Effect of camel milk consumption against cyclophosphamide-induced leukopenia
CYP induces toxic changes in leukocytes
The blood picture developed on day 10, post-CYP injection showed some structural changes in the leukocytes. Leukocytes from CYP-injected mice showed morphological changes, including disorganized nuclei, dispersed chromatin strands, and granules as compared to leukocytes from normal mice (Figure 3a and c). CYP toxicity was observed in all types of leukocytes, including lymphocytes, neutrophils, and monocytes. Neutrophils, a type of granulocytes, were the first cells to show the effects of CYP-induced toxicity in the form of degranulation, whereas lymphocytes mainly showed vacuolation and condensation of nuclei (Figure 3c). Mice received camel milk did not show any toxic changes in leukocytes (Figure 3b). Moreover, Cyclophosphamide-injected mice that received camel milk showed reduced manifestations in their leukocytes (Figure 3d)
Figure 3.
Leukocytes from (a) normal control mice (b) mice received camel milk (c) cyclophosphamide (CYP)-injected mice (d) CYP-injected mice that consumed camel milk
Consumption of camel milk alleviates CYP-induced liver toxicity
The results of the present study showed that CYP significantly decreased the levels of hepatic SOD as compared to that of the control group (P < 0.001). The consumption of camel milk recovered the activity of SOD against CYP-induced inhibition (Figure 4a). This recovery in the activity of SOD was found be significant against CYP-induced inhibition of SOD activity (P < 0.0010).
Figure 4.
The consumption of camel milk recovers the activities of SOD and CAT in CYP-injected mice
Like SOD activity, the enzymatic activity of hepatic CAT was also found to be significantly reduced in the CYP-injected mice as compared to its activity in normal mice (Figure 4b, P < 0.001). The activity of CAT was found to be significantly higher in the CYP-injected mice that consumed camel milk as compared to the group of CYP-injected mice that did not consume the same (P < 0.05).
Discussion
CYP has been used in the treatment of several types of cancers. Since it has immunosuppressive properties, it has also been used in the treatment of many autoimmune diseases, non-specific immunopathies, or in the prevention of organ rejection.24 The major effect of CYP treatment is on leukocytes, including neutrophils and lymphocytes depending on the dose and timing of the drug administration.24,25 Sometimes CYP-induced leukopenia may result in life-threatening consequences. CYP is a cytotoxic chemotherapeutic drug acting as an alkylating agent. It produces reactive carbonium ion that reacts with DNA.26 The initial activation reaction of CYP is carried out by microsomal oxidation system in liver producing 4-hydroxy CYP, which in turn acts as a cytotoxic metabolite and diffuses out of hepatocytes into plasma and distributed throughout the body. Then, 4-hydroxy CYP is further converted into phosphoramide mustard, acrolein, and other cytotoxic metabolites.27 Phosphoramide mustard is known to cause myelosuppression.

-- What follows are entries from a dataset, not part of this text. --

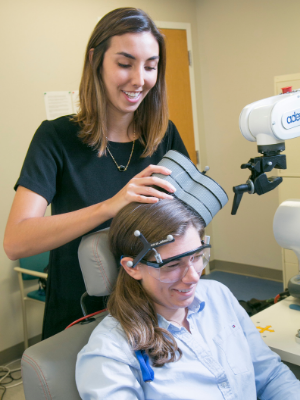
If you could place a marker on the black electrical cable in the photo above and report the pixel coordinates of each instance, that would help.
(6, 377)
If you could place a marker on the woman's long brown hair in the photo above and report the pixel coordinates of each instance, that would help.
(151, 118)
(129, 302)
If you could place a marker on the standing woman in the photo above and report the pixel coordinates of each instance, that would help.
(91, 165)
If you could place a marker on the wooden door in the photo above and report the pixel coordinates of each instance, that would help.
(178, 87)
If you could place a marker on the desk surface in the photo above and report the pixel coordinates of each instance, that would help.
(278, 326)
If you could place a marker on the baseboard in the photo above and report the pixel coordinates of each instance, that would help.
(15, 352)
(244, 269)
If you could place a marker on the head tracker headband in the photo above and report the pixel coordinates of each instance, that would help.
(193, 188)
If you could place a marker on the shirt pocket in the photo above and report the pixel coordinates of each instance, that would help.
(234, 345)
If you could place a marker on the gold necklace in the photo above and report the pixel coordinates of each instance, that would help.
(121, 168)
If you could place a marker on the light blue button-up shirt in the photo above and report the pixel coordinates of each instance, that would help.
(223, 357)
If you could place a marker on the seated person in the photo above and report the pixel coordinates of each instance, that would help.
(169, 334)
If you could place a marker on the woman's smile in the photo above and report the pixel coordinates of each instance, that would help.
(129, 70)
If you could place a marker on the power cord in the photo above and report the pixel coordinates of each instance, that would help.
(7, 377)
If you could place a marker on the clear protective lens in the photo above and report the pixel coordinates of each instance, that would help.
(177, 269)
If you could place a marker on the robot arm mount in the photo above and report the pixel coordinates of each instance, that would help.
(269, 122)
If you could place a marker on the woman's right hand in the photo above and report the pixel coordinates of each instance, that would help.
(140, 189)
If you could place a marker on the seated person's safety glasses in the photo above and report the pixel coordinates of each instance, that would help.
(174, 268)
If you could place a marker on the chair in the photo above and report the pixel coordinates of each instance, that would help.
(31, 268)
(48, 367)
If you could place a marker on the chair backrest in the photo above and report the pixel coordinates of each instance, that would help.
(48, 368)
(98, 265)
(35, 263)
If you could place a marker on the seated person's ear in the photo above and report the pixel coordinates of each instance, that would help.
(135, 272)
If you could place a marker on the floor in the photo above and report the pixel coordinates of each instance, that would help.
(16, 392)
(243, 287)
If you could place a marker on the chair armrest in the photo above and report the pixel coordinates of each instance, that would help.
(48, 368)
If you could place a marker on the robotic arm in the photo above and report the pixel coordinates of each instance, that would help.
(269, 122)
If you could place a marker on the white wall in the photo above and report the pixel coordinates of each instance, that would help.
(243, 45)
(42, 48)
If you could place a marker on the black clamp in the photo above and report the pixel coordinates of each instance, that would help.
(258, 181)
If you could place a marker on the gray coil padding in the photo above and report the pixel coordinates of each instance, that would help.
(199, 191)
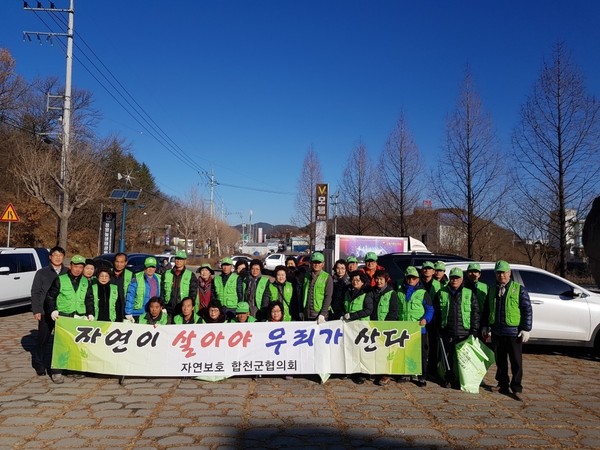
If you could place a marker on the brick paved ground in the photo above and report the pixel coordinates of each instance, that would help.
(560, 408)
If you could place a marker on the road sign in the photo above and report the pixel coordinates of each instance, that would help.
(9, 214)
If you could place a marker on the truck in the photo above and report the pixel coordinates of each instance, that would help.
(340, 246)
(17, 269)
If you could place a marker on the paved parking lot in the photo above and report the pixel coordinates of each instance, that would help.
(560, 407)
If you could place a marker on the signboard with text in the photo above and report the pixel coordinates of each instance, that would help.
(237, 348)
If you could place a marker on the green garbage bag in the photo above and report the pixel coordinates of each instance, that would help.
(474, 358)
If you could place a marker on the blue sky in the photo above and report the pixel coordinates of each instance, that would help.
(244, 88)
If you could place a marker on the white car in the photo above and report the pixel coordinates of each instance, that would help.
(563, 312)
(17, 269)
(273, 260)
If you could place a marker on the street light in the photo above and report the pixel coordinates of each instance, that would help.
(124, 194)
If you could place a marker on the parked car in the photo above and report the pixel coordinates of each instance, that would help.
(135, 261)
(563, 312)
(236, 258)
(396, 263)
(273, 260)
(17, 269)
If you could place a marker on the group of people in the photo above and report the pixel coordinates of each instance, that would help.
(448, 309)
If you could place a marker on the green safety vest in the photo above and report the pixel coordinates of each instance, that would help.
(318, 290)
(141, 289)
(68, 300)
(288, 291)
(227, 294)
(184, 287)
(355, 304)
(164, 318)
(178, 319)
(261, 285)
(465, 306)
(383, 307)
(112, 301)
(481, 289)
(413, 310)
(513, 313)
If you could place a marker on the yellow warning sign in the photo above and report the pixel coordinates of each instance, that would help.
(9, 214)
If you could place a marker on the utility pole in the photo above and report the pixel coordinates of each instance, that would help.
(66, 119)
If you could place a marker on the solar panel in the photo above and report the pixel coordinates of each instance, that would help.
(117, 194)
(132, 195)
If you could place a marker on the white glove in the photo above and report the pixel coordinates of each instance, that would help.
(524, 335)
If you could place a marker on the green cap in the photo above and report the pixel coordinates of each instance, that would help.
(501, 266)
(206, 266)
(456, 272)
(150, 262)
(411, 271)
(243, 308)
(318, 257)
(78, 259)
(474, 267)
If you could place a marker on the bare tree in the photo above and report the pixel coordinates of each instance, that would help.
(356, 195)
(399, 181)
(310, 176)
(38, 167)
(469, 181)
(557, 150)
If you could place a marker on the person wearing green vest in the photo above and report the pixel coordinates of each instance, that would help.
(228, 287)
(385, 307)
(317, 289)
(121, 276)
(415, 306)
(472, 282)
(440, 272)
(283, 291)
(70, 295)
(242, 314)
(457, 313)
(144, 286)
(358, 305)
(432, 286)
(107, 302)
(254, 287)
(508, 317)
(188, 314)
(155, 314)
(178, 283)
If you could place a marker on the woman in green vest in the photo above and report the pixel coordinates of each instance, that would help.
(108, 304)
(187, 314)
(283, 291)
(155, 314)
(358, 305)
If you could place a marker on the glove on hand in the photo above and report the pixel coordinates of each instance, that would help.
(524, 335)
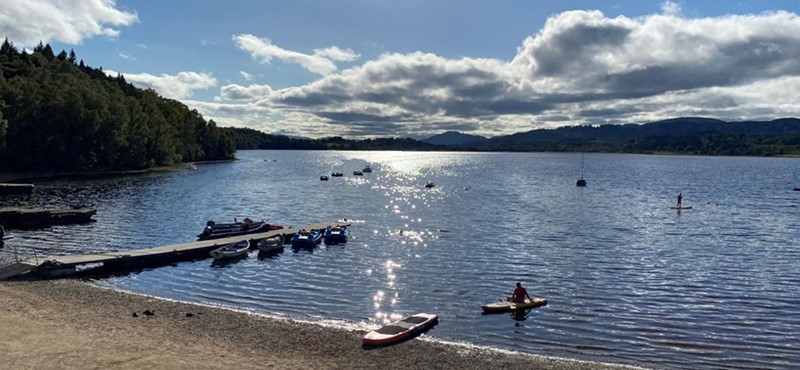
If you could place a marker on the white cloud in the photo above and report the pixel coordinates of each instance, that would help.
(581, 67)
(238, 92)
(321, 62)
(176, 86)
(334, 53)
(126, 55)
(70, 21)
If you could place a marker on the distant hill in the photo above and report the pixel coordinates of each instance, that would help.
(451, 138)
(246, 138)
(688, 135)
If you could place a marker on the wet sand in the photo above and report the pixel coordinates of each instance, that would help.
(70, 324)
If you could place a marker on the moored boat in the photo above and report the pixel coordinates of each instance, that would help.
(306, 238)
(216, 231)
(231, 250)
(400, 330)
(271, 244)
(336, 234)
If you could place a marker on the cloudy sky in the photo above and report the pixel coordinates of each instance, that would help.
(414, 68)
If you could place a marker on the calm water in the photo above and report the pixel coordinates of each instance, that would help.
(628, 279)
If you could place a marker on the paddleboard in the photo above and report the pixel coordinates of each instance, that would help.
(400, 330)
(499, 307)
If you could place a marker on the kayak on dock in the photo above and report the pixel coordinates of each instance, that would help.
(216, 231)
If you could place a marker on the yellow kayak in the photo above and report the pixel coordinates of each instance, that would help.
(498, 307)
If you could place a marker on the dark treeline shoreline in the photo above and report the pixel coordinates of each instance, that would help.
(57, 113)
(690, 136)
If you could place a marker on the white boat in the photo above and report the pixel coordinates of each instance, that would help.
(271, 244)
(231, 250)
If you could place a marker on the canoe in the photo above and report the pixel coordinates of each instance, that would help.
(306, 239)
(336, 234)
(217, 231)
(231, 250)
(499, 307)
(271, 244)
(400, 330)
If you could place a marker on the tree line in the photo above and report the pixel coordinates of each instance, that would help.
(58, 113)
(247, 138)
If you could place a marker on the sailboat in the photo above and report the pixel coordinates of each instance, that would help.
(581, 181)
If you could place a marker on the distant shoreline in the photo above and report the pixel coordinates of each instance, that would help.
(44, 175)
(84, 326)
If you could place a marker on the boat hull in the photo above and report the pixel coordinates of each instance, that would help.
(401, 330)
(500, 307)
(233, 250)
(306, 240)
(336, 235)
(271, 244)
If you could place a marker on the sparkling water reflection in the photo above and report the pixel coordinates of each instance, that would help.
(628, 280)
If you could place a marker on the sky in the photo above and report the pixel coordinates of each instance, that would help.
(416, 68)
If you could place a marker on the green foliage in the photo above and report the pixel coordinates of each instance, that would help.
(55, 114)
(251, 139)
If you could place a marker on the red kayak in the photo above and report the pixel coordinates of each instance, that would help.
(400, 330)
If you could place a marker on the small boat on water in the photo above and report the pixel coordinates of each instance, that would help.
(506, 306)
(581, 181)
(336, 234)
(401, 330)
(216, 231)
(271, 244)
(231, 250)
(306, 239)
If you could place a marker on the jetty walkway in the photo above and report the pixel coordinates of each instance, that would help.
(62, 266)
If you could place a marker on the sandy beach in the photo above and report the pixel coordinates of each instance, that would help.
(70, 324)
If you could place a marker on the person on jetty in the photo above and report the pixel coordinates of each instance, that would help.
(519, 294)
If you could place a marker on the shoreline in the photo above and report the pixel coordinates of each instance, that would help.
(78, 325)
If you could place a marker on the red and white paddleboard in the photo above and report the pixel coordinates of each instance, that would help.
(400, 330)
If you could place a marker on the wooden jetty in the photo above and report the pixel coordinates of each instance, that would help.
(34, 217)
(8, 189)
(62, 266)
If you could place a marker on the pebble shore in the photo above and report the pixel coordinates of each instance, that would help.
(71, 324)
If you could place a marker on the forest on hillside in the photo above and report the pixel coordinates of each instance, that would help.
(58, 113)
(247, 138)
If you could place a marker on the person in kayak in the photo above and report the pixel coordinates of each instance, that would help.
(519, 294)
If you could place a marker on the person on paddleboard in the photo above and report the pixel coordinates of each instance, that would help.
(519, 294)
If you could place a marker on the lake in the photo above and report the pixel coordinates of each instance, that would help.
(628, 279)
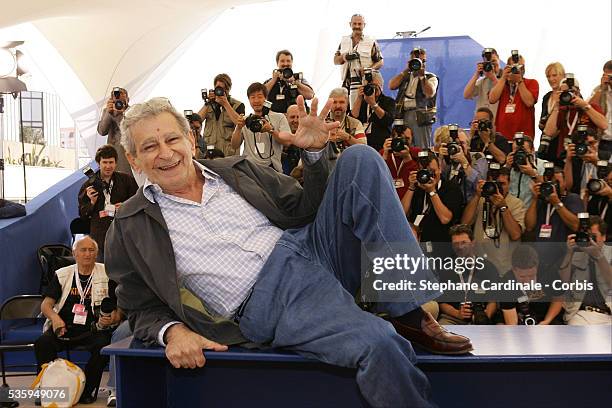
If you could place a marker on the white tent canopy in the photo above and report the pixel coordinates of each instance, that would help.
(80, 50)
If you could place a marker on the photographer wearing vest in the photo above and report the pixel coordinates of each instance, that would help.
(484, 139)
(497, 216)
(102, 195)
(72, 308)
(416, 97)
(524, 168)
(586, 261)
(261, 130)
(111, 118)
(467, 306)
(517, 96)
(350, 131)
(485, 77)
(602, 95)
(533, 307)
(432, 204)
(356, 53)
(374, 109)
(221, 113)
(285, 85)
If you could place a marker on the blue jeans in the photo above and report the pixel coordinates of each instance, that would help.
(121, 332)
(304, 298)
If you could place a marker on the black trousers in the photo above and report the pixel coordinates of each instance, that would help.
(48, 345)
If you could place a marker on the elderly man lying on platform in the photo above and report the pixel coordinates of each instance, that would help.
(214, 253)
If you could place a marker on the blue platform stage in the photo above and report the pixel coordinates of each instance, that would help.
(511, 366)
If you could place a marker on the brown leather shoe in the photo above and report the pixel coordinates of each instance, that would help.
(433, 337)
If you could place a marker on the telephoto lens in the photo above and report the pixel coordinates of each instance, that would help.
(398, 143)
(583, 236)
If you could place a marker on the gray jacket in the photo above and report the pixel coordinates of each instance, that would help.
(140, 258)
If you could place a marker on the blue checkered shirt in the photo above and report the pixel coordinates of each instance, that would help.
(220, 244)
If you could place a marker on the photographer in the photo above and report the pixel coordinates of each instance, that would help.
(416, 97)
(483, 137)
(221, 113)
(351, 130)
(517, 97)
(285, 85)
(586, 261)
(467, 306)
(485, 77)
(569, 112)
(498, 218)
(524, 168)
(291, 154)
(71, 305)
(400, 156)
(109, 123)
(602, 95)
(102, 195)
(261, 131)
(432, 204)
(457, 166)
(540, 307)
(599, 195)
(356, 53)
(374, 109)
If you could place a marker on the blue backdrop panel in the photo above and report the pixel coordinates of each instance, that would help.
(452, 59)
(47, 222)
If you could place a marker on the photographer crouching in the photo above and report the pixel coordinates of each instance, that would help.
(221, 113)
(72, 306)
(261, 131)
(374, 109)
(285, 85)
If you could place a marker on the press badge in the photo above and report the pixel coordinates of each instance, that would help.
(546, 231)
(110, 210)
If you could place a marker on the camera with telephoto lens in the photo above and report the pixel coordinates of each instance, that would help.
(487, 65)
(106, 309)
(515, 56)
(596, 185)
(521, 157)
(516, 68)
(527, 318)
(543, 147)
(424, 175)
(484, 125)
(94, 179)
(453, 147)
(579, 140)
(492, 186)
(119, 104)
(565, 98)
(219, 91)
(352, 56)
(478, 314)
(583, 236)
(416, 63)
(398, 142)
(254, 123)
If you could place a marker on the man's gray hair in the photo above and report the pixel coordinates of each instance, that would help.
(336, 92)
(377, 76)
(76, 243)
(145, 110)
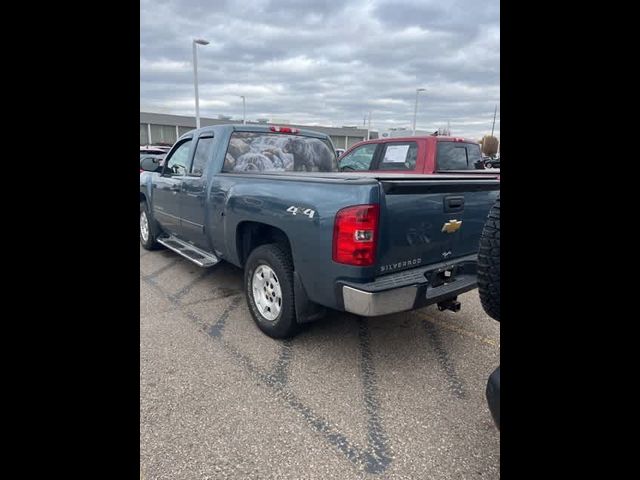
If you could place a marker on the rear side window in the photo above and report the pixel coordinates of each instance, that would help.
(399, 156)
(274, 152)
(458, 156)
(177, 162)
(204, 151)
(359, 158)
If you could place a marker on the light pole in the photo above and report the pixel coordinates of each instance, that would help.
(415, 110)
(197, 42)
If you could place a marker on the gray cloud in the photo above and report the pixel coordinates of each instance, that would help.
(326, 62)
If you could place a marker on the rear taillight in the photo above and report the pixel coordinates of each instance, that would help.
(355, 235)
(284, 130)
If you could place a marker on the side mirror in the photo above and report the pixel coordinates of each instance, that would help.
(150, 164)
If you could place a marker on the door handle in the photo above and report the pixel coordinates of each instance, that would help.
(453, 204)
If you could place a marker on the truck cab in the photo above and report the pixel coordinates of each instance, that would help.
(414, 155)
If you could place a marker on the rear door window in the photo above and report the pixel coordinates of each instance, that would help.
(399, 156)
(458, 156)
(257, 152)
(204, 151)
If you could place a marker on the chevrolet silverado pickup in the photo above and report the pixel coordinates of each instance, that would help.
(271, 200)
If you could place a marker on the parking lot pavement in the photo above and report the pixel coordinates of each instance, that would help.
(400, 396)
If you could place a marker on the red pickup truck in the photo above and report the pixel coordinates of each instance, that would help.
(420, 154)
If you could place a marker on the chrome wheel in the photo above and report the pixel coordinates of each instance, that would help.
(144, 227)
(267, 294)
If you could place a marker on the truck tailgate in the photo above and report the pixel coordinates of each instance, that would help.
(431, 220)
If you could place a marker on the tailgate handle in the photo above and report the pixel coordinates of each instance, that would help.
(453, 204)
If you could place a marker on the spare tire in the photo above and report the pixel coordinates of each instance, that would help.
(489, 263)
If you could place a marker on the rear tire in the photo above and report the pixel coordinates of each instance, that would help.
(149, 229)
(489, 263)
(268, 280)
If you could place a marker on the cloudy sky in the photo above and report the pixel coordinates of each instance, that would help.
(326, 62)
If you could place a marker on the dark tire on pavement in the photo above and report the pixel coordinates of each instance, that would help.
(489, 263)
(268, 280)
(149, 229)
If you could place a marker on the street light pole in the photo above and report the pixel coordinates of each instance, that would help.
(197, 42)
(415, 110)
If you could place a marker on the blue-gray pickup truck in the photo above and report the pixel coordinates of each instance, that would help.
(272, 201)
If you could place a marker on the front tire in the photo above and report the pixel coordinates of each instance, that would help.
(268, 280)
(489, 263)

It has been shown that immunomodulatory compounds used with chemotherapy may reduce myelosuppression and thus enhance the immune response. We have earlier shown that immunomodulator tuftsin has the ability to reverse CYP-induced leukopenia in mice.21 Tuftsin-pretreated leukopenic mice show more resistance to fungal infections compared to leukopenic mice not pretreated with tuftsin.21 The present study aimed to determine whether the oral administration of camel milk can reduce the CYP-induced immunosuppression in mice. The results of the present study showed that CYP caused toxicity to the mice and also caused the depletion of leukocytes to a remarkably low level. The administration of camel milk opposed the toxic effects of CYP. When compared with the CYP-treated leukopenic mice, total leukocyte count increased in the group of mice orally administered with camel milk. The metabolism of CYP produces highly reactive free radicals, which cause toxicity to cells, including leukocytes.9 The protective effect of camel milk may be attributed to its strong antioxidant property. SOD and CAT are important antioxidant enzymes, which protects the body cells from the oxidative damage by reactive oxygen species.23 Our earlier report showed that thymoquinone protected the liver and reversed CYP-induced depletion of hepatic SOD and CAT.23 Camel milk consumption has been reported to increase the levels of antioxidant enzymes.28 Camel milk protein also improved the functioning of neutrophils in older rats.29 Earlier studies have shown the antigenotoxic and an anticytotoxic effect of camel milk against cisplatin-induced toxicity in mice.20 The results of the present study showed that the consumption of camel milk protected the activities of SOD and CAT in CYP-injected mice. These findings are in agreement with the studies that show the camel milk possesses antitoxic and immunopotentiating properties.
Conclusions
The present study shows that camel milk has the ability to reverse the CYP-induced leukopenia and weight loss in mice. Moreover, it also helps in the recovery of important antioxidant enzymes such as SOD and CAT that are important players in the innate immune responses.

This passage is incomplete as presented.